Zebrafish Eyed as Ideal Toxoplasmosis Research Model

Researchers at Oregon State University have identified zebrafish as an optimal testing model for toxoplasmosis, as they believe the fish could provide insight into breakthrough treatments.

Researchers at Oregon State University (OSU) have identified zebrafish as an optimal testing model for toxoplasmosis, as they believe the fish could provide insight into breakthrough treatments.

One of the most prevalent parasites, Toxoplasma (T.) gondii infects nearly 1 in 3 humans and a myriad of other species. Since parasites frequently have similar biologies as their host, treating patients with toxoplasmosis poses a challenge for many doctors, according to an OSU news release.

In study results published online in the Journal of Fish Diseases, investigators infected 22 zebrafish with T. gondii, the parasite responsible for transmitting toxoplasmosis. The fish were originally kept in 82.4 degree water and researchers raised the temperature 1 degree until reaching 98.6 degrees, where they were left for 3 weeks.
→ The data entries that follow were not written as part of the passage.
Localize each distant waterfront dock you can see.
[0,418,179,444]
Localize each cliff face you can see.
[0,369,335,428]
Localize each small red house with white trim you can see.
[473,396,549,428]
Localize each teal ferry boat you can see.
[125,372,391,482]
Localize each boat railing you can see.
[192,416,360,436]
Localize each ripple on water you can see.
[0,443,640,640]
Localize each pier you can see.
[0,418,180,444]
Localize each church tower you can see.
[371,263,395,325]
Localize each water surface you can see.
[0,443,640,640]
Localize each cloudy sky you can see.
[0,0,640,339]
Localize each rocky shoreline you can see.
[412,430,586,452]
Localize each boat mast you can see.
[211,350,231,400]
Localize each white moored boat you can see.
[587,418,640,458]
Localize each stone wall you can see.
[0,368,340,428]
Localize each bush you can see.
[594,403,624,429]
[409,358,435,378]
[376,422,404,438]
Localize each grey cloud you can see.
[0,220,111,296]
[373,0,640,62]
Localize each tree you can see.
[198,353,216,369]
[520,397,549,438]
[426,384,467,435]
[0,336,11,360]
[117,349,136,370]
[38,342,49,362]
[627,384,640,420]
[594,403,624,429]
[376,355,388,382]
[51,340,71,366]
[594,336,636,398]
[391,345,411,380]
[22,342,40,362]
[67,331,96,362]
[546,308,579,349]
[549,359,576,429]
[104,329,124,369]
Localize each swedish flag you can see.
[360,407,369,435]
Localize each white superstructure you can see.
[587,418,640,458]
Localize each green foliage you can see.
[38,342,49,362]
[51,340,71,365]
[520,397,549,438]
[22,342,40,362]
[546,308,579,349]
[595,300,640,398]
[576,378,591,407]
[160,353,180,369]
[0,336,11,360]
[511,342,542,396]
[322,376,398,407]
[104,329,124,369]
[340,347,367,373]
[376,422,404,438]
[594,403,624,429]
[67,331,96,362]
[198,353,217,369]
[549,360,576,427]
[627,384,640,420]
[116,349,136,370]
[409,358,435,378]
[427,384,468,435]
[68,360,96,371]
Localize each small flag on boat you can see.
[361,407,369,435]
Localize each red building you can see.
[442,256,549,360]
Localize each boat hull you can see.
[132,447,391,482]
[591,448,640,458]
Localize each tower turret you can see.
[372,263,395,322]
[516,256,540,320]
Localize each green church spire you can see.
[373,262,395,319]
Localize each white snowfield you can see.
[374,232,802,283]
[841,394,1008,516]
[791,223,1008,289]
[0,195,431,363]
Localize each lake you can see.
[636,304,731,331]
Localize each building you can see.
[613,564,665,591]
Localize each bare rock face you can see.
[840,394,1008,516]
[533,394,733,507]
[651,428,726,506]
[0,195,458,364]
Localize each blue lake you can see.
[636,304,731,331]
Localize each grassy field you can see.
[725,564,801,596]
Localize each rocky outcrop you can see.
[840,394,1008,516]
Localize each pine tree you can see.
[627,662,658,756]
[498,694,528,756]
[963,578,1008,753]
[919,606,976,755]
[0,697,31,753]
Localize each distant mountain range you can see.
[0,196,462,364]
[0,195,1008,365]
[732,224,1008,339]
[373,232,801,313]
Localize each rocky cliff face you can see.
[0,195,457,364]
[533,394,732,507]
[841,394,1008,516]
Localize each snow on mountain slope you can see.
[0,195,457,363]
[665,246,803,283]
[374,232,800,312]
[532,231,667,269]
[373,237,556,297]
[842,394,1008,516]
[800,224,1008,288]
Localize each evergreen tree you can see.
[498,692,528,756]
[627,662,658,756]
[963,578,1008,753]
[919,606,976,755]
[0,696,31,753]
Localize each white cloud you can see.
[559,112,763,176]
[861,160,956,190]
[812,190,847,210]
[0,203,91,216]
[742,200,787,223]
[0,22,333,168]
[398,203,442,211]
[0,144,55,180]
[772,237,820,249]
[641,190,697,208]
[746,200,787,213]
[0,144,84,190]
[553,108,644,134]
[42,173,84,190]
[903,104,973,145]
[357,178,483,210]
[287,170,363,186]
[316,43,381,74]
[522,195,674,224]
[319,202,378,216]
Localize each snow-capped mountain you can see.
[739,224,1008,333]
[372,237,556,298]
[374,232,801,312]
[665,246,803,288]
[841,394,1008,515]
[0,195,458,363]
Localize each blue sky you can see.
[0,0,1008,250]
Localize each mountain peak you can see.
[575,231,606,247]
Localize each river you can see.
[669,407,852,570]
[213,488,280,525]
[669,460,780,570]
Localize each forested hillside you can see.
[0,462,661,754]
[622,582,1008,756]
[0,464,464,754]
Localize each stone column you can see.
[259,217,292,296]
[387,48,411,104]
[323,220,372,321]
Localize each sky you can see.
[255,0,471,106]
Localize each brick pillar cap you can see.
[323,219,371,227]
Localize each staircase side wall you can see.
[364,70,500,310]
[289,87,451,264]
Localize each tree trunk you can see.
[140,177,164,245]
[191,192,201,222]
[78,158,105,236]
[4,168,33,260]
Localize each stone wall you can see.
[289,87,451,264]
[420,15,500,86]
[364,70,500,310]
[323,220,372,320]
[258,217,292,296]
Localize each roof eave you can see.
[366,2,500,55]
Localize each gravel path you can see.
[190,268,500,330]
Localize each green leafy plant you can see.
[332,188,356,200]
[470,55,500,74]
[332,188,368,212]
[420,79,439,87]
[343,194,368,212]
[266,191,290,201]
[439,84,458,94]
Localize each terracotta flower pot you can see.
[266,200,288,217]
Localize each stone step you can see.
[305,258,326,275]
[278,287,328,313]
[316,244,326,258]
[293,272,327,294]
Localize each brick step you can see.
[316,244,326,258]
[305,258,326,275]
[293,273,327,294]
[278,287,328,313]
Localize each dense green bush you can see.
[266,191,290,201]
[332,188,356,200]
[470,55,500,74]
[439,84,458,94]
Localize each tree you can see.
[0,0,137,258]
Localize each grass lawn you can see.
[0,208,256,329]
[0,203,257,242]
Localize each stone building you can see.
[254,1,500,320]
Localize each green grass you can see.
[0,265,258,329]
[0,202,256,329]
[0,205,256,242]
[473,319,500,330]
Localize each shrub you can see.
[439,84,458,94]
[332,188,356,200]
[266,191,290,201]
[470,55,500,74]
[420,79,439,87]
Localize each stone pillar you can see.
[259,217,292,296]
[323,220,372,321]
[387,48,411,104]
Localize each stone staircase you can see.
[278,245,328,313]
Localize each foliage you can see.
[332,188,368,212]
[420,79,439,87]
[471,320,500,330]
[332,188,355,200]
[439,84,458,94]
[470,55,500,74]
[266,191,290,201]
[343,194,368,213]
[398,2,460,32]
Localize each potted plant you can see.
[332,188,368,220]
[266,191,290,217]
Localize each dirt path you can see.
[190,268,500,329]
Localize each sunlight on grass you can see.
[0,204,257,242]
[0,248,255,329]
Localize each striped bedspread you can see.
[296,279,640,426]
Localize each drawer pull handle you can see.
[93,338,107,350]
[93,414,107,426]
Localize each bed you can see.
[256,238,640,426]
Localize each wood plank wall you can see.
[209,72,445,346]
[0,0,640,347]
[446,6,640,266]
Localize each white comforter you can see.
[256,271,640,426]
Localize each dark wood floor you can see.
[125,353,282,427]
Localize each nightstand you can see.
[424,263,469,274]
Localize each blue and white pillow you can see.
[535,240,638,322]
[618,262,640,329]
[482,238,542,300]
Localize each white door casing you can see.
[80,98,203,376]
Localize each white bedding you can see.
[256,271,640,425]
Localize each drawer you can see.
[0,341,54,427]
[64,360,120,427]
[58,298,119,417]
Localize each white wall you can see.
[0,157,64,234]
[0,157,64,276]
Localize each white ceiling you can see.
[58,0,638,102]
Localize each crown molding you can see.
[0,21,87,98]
In doing so, the authors reported that temperature was very influential in how zebrafish interacted with the parasite. By raising the temperature of the zebrafish habitat to 98.6 degrees—the same as the human body—the team found while T. gondii was able to infect the fish, it was unable to kill them.

“There are many elements involved in the restricted host range of intracellular parasites, intrinsic host factors such as specific immunological components, receptors, incompatibility of host cells or parasite-related factors such as permissive environmental conditions, for example temperature,” the investigators wrote. “Our experience with zebrafish suggests that for poikilothermic species, the major limitation to infection is temperature.”

Their study isn’t the first to explore the benefits of using zebrafish as a specimen; recent reports have highlighted their rapid reproduction rates, similar genetics to humans, and biological systems which allows quick compound testing. However, the investigators mentioned their study was the first time T. gondii’s behavior was observed in the fish, the OSU release also pointed out.

“This advance may provide a very efficient tool for the discovery of new therapies for this parasitic infection,” Justin Sanders, an OSU postdoctoral fellow and the study’s lead author commented. “With it we should be able to more easily screen a large library of compounds, at much less expense, and look at things that are unknown or have never been considered as a possible treatment.”